В любой ситуации не обязательно верить в то, что вы думаете о себе. Если вы чувствуете себя плохо от своих мыслей, то сверьтесь с собой – а правда ли, что я всех подвела? Что я бесчестная? Что меня все отвергли и я останусь одна? Нет, конечно. Это только мое восприятие. Моя мысль, которая меня ранила и не давала дышать от боли. Мир совсем другой, и все на самом деле иначе. Всегда будет кто-то, кто будет рядом. Кто-то, кто поддержит и скажет нужные слова. Кто-то, кто вернет вас себе.

Иногда кто-то – это вы сами. И вы – свой самый лучший болельщик. Вы – свой самый главный фанат. Даже если в моменте вы не чувствуете опоры на себя.

В мире, где все может происходить как угодно и когда угодно, вы есть у себя. Заберите себе право саму себя поддерживать.

Стыд — это эмоция, порою влекущая за собой так много последствий и лишающая стольких возможностей…

Стыд скрывается там, где мы его даже не осознаем.

Думая о том, что что-то «неудобно» или «что подумают люди?», мы не проявляемся, не реализуемся и упускаем важное для себя. Накапливаясь, такие моменты формируют жизнь, где больше сожалений и грусти, чем восторга и гордости.

Стыд лишает нас возможности зарабатывать, жить лучше, проще, радостнее.

Стыд возникает, когда мы передаем другим людям право оценивать нас или наши действия.

Стыд – то, что мы прячем.

Первое, чего боится стыд, – быть увиденным. И основной инструмент работы с ним – это признание. Да, он есть. Да, мне сейчас стыдно. Я переживаю, что будут думать обо мне люди. А далее – уже выбор. Передать другим право себя оценивать или вернуть это право себе.

Потому что антоним стыда – смелость.

Глава 7. Отвергнутая

Вы никогда не пересечете океан, если не наберетесь мужества потерять берег из виду.

Христофор Колумб

Две самые частые программы, которые руководят нами, – это программы «меня отвергнут» и «я останусь одна».

Они не очевидны, не лежат на поверхности, но встречаются так же часто, как «у меня не получится».

* * *

Я слушаю Сау и сейчас скажу ей то, что ее расстроит и разочарует.

– Знаешь, я верю в выбор. Сейчас распакую эту мысль. Смотри, что мы имеем по итогу разговора. Ты хочешь работать с подростками и их мамами. Но думаешь, что у тебя недостаточно опыта и экспертности. Ты расстраиваешься, испытываешь стыд и… ничего не делаешь. Занимаешься обычными делами, давно опостылевшей юриспруденцией, воспитываешь детей, но каждый день думаешь о том, что считаешь важным и интересным для тебя, правильно?
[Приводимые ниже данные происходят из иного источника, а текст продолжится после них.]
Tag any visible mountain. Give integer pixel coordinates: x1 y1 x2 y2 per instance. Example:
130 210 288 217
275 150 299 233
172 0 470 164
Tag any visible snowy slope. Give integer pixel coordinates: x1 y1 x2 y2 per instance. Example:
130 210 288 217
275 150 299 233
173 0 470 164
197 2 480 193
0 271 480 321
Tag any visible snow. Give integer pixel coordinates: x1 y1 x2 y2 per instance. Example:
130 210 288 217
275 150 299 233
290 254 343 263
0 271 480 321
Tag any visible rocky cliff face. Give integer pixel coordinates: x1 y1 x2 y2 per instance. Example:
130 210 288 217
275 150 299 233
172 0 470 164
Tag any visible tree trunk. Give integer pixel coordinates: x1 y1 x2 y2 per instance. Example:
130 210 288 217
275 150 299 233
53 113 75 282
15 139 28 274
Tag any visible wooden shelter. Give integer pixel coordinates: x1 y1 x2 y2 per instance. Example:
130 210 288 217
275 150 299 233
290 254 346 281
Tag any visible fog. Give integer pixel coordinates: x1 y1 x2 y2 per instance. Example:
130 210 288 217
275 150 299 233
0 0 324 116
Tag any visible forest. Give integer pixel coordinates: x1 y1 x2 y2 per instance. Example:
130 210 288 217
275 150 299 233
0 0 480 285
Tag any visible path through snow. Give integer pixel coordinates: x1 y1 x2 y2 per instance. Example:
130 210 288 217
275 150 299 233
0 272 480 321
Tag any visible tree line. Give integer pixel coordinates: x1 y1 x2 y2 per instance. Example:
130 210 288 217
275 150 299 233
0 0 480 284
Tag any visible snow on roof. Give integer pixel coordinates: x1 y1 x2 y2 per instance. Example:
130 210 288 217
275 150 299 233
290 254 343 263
– Да… и чувствую грусть, потому что не реализуюсь и не помогаю мамам выстроить теплые, глубокие отношения в семье… а потом злюсь на себя.

– И опять заходишь на тот же круг: хочу – не делаю – чувствую себя плохо – избегаю делать – казню себя.

– Все так, – кивает Сау и вздыхает оттого, что пришла неочевидная сразу ясность.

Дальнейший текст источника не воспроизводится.